“The Black Cat” (1843) by Edgar Allan Poe
Poetry is the true tool of the philosopher. It alone can penetrate the depths of the human psyche. Neither rational analysis nor geometric calculation will help you explain the narrator of “The Black Cat”. The narrator uses his reason to justify a profoundly disturbing philosophy of "perverseness" which delights in deliberately doing the most evil deeds imaginable to gratify pleasure and defy any divine law.
The Short Story Genre: (a phenomenon of the Romantic age)
* A deft, intense depiction of a single dramatic action. In an flash, the whole universe is unveiled.
* “The Black Cat” appeared first in Graham’s Magazine, a publication with a mass market circulation.
* “The Black Cat” and other Poe stories inspired a new fascination with the criminal masterminds loose in the rapidly expanding cities of the Industrial Revolution. Arthur Conan Doyle would use Poe's model to invent Sherlock Holmes.
* Poe also pioneered new literary devices which would be exploited by writers who followed him.

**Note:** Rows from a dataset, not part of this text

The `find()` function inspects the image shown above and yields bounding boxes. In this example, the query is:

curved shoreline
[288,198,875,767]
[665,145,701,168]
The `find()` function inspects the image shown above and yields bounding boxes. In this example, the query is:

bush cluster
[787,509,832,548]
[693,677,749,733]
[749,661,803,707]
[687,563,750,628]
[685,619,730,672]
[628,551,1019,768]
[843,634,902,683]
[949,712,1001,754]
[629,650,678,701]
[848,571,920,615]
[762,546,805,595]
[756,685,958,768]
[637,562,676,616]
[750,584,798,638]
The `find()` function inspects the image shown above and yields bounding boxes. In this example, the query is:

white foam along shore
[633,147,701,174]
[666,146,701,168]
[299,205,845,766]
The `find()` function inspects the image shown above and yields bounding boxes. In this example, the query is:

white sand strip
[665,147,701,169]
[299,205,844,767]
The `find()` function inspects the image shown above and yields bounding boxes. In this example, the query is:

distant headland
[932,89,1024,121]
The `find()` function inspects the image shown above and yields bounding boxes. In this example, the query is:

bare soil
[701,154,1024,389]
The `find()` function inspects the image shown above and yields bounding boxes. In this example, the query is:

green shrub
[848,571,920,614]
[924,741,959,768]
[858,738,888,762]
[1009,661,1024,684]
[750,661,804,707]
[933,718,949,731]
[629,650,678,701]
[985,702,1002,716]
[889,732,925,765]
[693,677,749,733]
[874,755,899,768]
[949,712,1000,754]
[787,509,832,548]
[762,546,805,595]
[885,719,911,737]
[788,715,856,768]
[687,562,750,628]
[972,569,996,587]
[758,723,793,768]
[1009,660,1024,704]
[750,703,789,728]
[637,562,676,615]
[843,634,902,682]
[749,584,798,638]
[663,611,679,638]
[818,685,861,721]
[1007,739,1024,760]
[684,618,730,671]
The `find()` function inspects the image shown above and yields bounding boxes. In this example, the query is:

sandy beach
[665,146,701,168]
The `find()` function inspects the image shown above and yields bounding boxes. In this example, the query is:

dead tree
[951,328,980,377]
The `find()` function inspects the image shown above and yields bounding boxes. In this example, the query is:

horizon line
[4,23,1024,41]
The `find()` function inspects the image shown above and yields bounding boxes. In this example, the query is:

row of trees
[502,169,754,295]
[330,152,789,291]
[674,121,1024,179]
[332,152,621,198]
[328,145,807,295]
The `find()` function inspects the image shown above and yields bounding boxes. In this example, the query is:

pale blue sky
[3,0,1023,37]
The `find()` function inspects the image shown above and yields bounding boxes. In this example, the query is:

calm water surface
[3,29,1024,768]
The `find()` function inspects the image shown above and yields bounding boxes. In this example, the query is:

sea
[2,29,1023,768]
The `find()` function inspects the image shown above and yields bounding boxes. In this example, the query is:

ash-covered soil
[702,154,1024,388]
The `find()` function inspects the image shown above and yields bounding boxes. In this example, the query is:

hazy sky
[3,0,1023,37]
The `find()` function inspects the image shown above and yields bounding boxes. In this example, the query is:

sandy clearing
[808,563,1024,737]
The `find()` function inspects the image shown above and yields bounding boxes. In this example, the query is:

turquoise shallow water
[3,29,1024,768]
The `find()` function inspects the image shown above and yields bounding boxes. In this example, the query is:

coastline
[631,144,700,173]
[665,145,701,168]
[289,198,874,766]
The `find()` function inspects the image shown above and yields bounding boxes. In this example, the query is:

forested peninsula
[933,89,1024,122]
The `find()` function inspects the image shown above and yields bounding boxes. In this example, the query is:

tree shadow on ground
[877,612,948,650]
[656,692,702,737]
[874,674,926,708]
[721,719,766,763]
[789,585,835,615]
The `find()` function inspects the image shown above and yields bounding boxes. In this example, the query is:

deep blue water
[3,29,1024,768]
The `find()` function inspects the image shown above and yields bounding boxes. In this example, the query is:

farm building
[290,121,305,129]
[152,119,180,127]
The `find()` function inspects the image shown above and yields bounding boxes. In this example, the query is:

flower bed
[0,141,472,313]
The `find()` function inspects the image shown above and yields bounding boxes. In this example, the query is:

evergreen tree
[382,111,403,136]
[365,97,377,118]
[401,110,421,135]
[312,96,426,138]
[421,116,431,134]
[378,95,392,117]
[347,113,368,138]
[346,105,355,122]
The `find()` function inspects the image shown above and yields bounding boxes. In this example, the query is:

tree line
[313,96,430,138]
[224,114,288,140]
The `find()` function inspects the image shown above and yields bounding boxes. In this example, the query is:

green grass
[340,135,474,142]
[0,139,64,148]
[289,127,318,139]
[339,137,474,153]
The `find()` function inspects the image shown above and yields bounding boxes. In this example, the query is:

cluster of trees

*The Unreliable Narrator: We are limited to the point of view of someone who might be untruthful for a variety of reasons.
*The unreliable narrator may be:
* Openly lying
* Deliberately omitting important information
* Distorting the truth
* Could he/she be repressing the truth or even hallucinating
* Piecing together the truth requires an imaginative detective who sifts all the information skeptically and searches for slips, omissions or deliberate distortions which might reveal the truth. Look for misplaced emphasis or unusual diction.
* Poe discovered how useful this literary tool is to provide sub-text. To read Poe well, you must interpret the evidence and construct your own understanding of the narrator.
Write a story using the first person unreliable narrator and the Poe Vocabulary list. Create a diabolical character who, like Poe’s narrator, faces judgment and is taking this opportunity to tell his side of the story.